A few weeks before I came into the frigid Atquati waters, Mother attracted the attention of a large Cream bull, and he brought her gifts to please her. He dueled another bull, a calico, over Mother, therefore winning her heart. Or so she said. I only saw Father once; he looked regal and strong, and I was glad that his blood ran in my veins.
I'm proud of both of my parents, both of them noble and selfless Narwis. I hoped that one day I would have a family and a horn to protect them with. I wished that I could stay with mother forever, yet I knew somewhere inside my growing body that I couldn't. I had a soul, and that soul was only half-formed at the moment, and it would undergo various hardships and joys in the coming years. I, only a week or so in my egg, didn't yet understand this concept. I viewed the world as mother, me, father, and the seaweed surrounding my egg. I didn't know we were underwater, it just seemed so natural.
This time of peace would not last. A few days after mother promised me freedom, I was ready to hatch. As creatu cannot hatch without being ordered to, mother had to try for hours before I was ready. As I reared up, prepared to use my stubby horn to burst through the eggshell and the ice, a great rumble sounded from above. Mother's tail swept the seaweed aside, so that I had a clear view of the trail of bubbles racing across the ocean, just below the surface. At first sight I thought the thing trailing the bubbles was Father; it was large and lightly colored.
As I peered closer, hatching completely forgotten, I saw the form glide to an abrupt stop. I started. Nothing I had ever seen could swim and halt with such precision. Apparently neither had Mother, for she charged the shape, eyes glaring, nostrils flaring. She was in a rage, the likes of which I had never seen her in. Just before mother hit the gliding shape, however, something black and sleek slipped into the water next to her. She hit this instead, and I was startled to see flecks of blood disrupt the currents of water.
Maybe this was a Black... Skaldyr? A hint of a thought, almost like a memory, flickered in my mind, and I found that I knew most of the native Atquati creatu species.

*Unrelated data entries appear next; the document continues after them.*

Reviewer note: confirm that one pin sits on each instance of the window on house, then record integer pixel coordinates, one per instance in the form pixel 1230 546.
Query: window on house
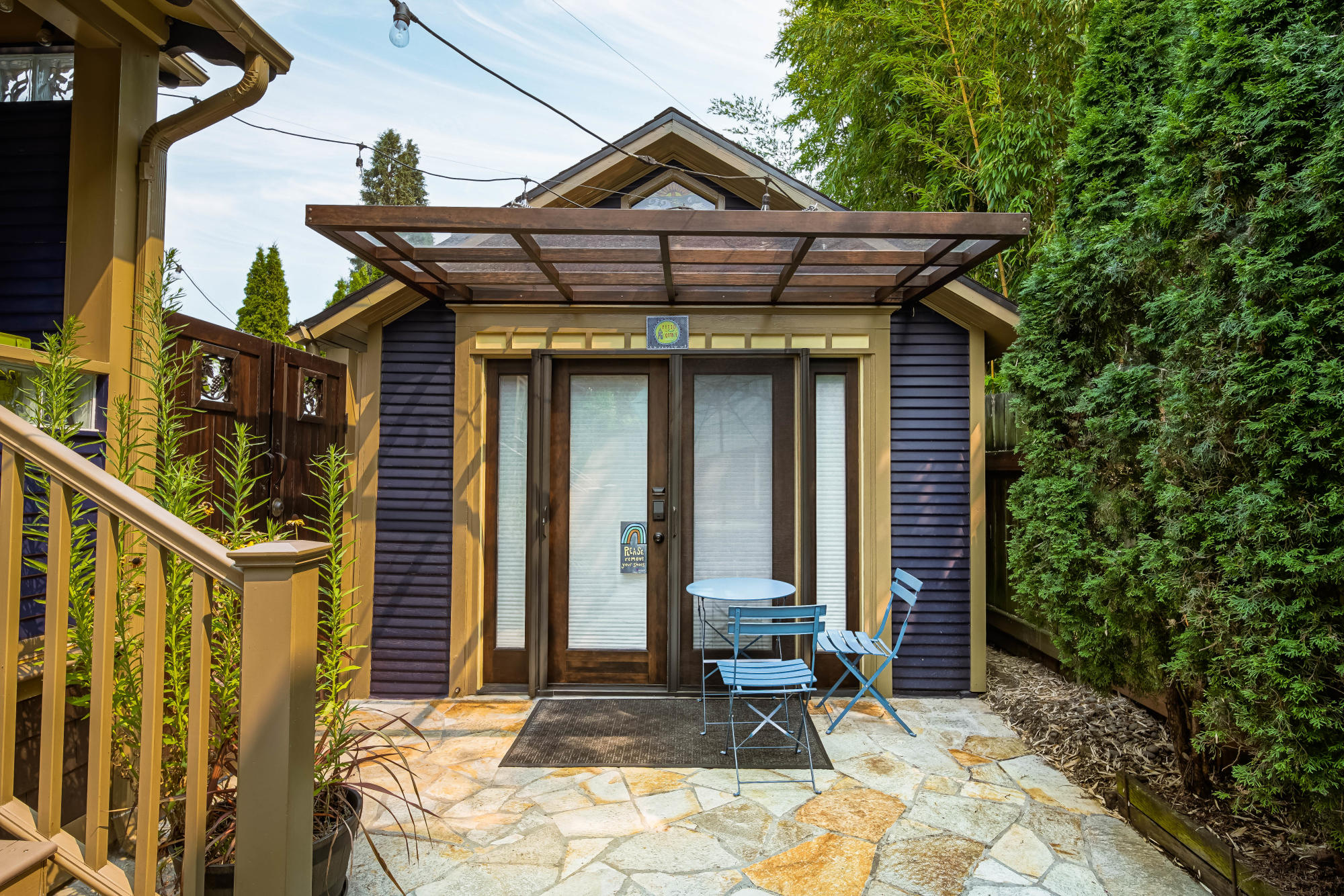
pixel 18 386
pixel 37 77
pixel 675 195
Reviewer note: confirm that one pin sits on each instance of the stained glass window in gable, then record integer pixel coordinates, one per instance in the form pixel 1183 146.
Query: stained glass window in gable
pixel 674 195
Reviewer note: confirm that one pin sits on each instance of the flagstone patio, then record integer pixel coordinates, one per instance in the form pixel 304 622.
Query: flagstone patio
pixel 959 811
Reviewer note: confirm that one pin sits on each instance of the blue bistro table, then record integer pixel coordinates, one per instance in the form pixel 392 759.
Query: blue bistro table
pixel 728 592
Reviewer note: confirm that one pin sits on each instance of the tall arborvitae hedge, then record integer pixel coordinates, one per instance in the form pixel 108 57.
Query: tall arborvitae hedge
pixel 1181 366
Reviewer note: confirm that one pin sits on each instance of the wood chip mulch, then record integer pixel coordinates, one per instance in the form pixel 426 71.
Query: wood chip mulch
pixel 1092 737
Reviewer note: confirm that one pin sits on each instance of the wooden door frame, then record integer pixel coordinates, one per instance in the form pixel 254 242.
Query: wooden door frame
pixel 501 667
pixel 784 476
pixel 607 667
pixel 830 668
pixel 540 488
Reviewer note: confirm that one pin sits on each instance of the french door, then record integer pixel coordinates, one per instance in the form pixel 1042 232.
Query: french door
pixel 607 580
pixel 611 486
pixel 737 510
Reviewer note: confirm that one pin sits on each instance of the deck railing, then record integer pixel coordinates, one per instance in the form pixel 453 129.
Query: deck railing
pixel 279 585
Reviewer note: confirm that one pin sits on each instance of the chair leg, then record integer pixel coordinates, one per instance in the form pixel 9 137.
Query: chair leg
pixel 866 687
pixel 733 735
pixel 850 670
pixel 884 701
pixel 803 731
pixel 837 686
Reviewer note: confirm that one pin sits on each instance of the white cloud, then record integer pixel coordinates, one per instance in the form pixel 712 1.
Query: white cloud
pixel 233 189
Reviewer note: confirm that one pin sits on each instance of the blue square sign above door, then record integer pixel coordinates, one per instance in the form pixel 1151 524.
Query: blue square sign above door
pixel 663 334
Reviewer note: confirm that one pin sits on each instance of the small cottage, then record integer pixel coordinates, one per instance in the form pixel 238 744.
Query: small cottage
pixel 670 362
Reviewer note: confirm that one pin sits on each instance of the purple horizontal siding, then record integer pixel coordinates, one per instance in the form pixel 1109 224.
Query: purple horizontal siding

The Skaldyr thing paddled into the water, although its movements were rather harried now; it had one flipper pressed onto its wound. Mother, now thouroughly incensed, charged again, but this time the Skaldyr thing was ready. It pulled out a cruel-looking machine seemingly from under its skin, and pointed it at Mother's face. I wanted to cry out to her, but it was as if I had no voice box. Maybe I didn't; that didn't matter right now, as I was filled with dread at Mother's fate.

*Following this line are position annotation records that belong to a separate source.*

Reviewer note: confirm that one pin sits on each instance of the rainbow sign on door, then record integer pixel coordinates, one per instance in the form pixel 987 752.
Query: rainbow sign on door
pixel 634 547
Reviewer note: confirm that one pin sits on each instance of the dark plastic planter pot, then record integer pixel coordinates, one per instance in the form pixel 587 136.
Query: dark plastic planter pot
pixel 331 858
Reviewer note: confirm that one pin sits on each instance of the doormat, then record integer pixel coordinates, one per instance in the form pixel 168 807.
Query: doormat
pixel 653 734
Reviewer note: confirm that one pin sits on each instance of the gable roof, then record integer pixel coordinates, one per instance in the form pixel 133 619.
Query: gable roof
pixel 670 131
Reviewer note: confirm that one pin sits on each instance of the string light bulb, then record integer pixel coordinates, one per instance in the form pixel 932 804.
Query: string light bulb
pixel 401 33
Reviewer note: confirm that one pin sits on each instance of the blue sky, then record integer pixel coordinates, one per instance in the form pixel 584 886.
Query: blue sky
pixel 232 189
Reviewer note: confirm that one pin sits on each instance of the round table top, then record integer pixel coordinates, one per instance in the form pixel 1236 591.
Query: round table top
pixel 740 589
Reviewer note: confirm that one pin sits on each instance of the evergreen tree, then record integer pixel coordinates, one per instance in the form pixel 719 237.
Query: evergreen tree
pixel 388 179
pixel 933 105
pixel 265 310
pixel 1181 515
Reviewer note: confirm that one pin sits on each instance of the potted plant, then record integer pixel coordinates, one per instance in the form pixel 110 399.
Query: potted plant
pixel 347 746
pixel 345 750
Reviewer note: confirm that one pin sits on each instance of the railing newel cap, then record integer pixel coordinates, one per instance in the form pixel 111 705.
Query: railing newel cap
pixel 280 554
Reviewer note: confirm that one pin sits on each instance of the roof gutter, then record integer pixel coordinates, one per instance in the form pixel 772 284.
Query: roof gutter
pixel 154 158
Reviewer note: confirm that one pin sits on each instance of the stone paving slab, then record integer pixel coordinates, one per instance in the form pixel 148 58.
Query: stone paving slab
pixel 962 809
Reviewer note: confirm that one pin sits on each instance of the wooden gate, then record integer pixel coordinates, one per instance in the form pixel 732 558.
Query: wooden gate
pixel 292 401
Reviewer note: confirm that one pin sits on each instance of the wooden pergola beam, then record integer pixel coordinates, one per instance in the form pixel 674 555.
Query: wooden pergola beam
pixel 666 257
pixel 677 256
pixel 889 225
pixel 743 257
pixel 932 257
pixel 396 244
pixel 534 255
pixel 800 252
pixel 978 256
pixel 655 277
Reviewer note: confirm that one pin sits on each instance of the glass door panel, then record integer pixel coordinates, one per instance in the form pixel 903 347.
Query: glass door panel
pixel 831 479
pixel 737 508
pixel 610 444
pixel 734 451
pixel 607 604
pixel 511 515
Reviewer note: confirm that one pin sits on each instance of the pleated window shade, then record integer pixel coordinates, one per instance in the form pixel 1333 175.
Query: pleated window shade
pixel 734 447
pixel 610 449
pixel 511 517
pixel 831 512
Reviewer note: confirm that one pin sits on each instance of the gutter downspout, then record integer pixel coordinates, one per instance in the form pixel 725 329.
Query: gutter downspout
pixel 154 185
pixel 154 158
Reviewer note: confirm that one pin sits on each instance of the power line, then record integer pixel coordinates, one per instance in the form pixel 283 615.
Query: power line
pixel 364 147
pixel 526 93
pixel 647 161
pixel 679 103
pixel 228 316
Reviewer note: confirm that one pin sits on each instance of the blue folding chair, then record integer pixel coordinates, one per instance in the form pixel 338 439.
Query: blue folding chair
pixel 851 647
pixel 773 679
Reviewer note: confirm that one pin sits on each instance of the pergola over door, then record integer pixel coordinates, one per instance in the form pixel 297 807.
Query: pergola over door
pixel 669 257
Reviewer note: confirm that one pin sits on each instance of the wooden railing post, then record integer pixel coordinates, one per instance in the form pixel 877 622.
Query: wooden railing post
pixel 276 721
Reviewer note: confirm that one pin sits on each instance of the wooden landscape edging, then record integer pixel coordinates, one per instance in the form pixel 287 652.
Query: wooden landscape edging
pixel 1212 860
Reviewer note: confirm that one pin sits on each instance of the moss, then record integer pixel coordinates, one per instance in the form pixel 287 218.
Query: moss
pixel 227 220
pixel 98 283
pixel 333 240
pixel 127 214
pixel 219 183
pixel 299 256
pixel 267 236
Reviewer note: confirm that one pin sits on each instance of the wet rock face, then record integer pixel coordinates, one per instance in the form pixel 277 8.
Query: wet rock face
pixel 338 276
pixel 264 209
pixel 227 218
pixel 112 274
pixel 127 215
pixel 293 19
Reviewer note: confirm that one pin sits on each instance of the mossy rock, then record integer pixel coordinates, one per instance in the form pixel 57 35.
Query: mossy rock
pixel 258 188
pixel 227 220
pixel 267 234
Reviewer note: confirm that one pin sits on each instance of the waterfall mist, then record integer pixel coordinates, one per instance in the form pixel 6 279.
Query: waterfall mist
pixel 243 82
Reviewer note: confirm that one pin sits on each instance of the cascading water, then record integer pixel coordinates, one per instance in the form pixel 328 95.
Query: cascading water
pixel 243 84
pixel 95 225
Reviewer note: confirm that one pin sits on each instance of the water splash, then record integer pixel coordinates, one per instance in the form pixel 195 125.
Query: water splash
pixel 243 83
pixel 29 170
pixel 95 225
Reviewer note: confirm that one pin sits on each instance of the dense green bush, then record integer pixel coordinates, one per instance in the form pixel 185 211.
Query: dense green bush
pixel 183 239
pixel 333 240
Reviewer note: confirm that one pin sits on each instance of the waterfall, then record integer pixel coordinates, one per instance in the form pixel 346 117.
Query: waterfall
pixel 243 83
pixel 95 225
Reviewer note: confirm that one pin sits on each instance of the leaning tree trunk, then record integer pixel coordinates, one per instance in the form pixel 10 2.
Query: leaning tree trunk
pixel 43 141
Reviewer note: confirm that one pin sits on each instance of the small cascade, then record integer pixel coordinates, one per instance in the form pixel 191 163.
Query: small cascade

The machine, with a handle and a nozzle, the handle where the Skaldyr thing clutched it with its free front flipper, for it had only four and two were oddly positioned and useless for interactions underwater; the nozzle was poised, as if ready to strike. I banged into my eggshell, trying to burst it open, ready to save Mother from the Skaldyr machine. I only made my predicament worse, as I rolled out of the clump of seaweed and into a sandy indention on the seabed, in plain view.

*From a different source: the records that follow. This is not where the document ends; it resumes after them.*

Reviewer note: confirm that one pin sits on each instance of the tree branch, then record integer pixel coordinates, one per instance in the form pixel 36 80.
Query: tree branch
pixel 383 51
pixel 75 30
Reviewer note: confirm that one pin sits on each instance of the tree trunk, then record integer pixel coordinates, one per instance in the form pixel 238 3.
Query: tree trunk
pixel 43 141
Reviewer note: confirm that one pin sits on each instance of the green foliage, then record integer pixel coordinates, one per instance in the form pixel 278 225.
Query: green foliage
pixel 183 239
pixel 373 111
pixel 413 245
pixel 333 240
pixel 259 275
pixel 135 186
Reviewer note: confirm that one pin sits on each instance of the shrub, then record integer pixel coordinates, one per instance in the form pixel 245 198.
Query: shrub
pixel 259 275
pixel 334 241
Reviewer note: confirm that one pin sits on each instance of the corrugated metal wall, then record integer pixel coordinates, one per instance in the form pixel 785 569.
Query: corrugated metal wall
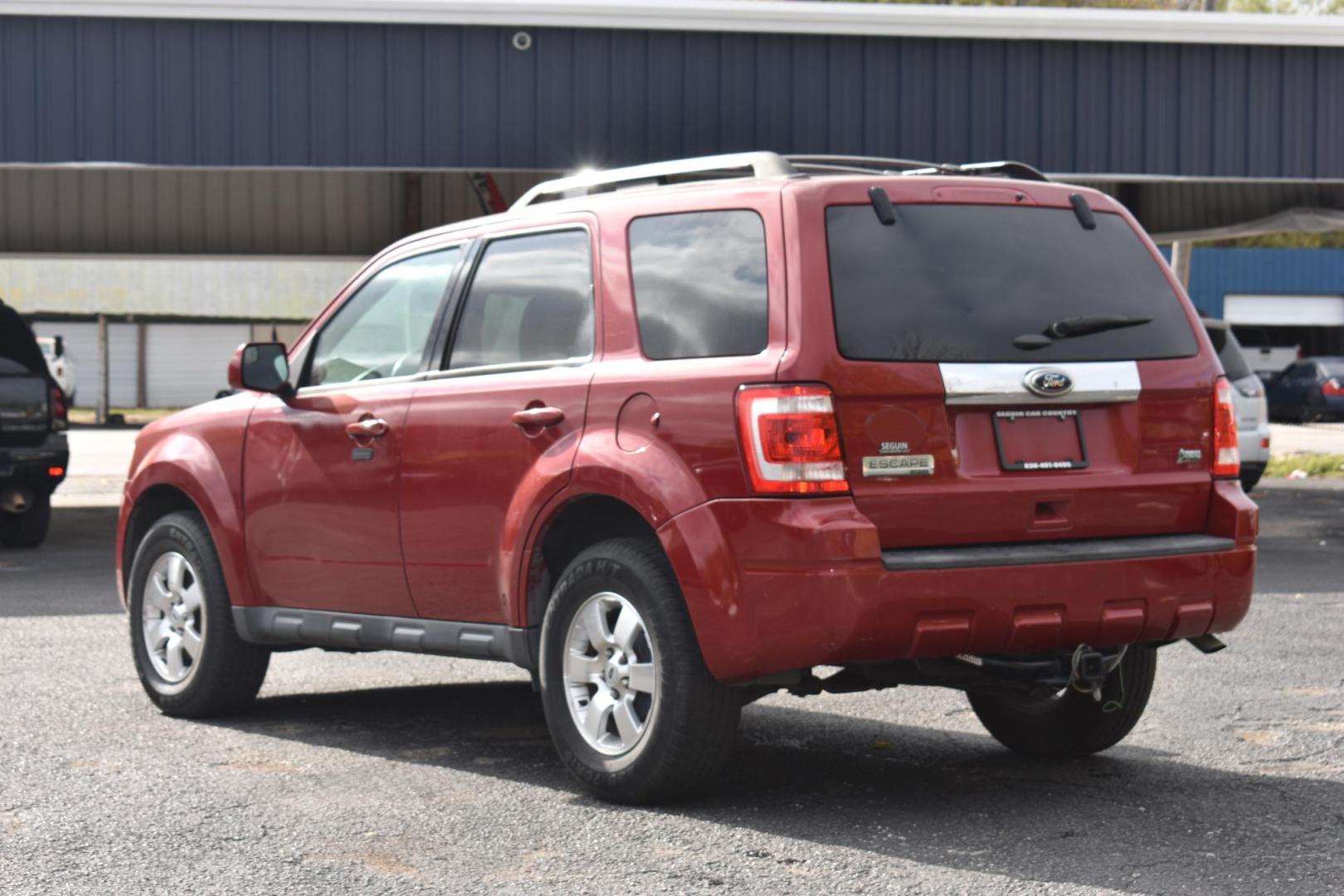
pixel 240 212
pixel 221 93
pixel 1281 271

The Skaldyr thing clenched one of its flipper's membranes over the machine, and as a tiny, torpedo-like dart zoomed towards Mother, the Skaldyr thing swiveled its oddly-shaped head towards me. I shivered, otherwise petrified with fear. Mother, unaware, swam straight into the dart, and I tried to gasp, but it was turned into a strangled cough as I choked back tears. Mother, looking dazed, had drifted down onto the ocean floor and lay there, unmoving.
When I finally found the guts to turn back around to the Skaldyr thing, which I would soon learn was called a Hue-man, I nearly snapped my stubby horn as it slammed into my eggshell from the force of my jump. For I had jerked in suprise as I realized that the Hue-man was coming for me. It was only a few yards away, its hurting machine once again inside its pouch, for I didn't know about pockets then, and two of its flippers working madly to draw closer. I wanted to roll away, or maybe swim to mother, or else curl into a little ball and die, but I couldn't bring myself to do any of those things. I was frozen, terrified and helpless.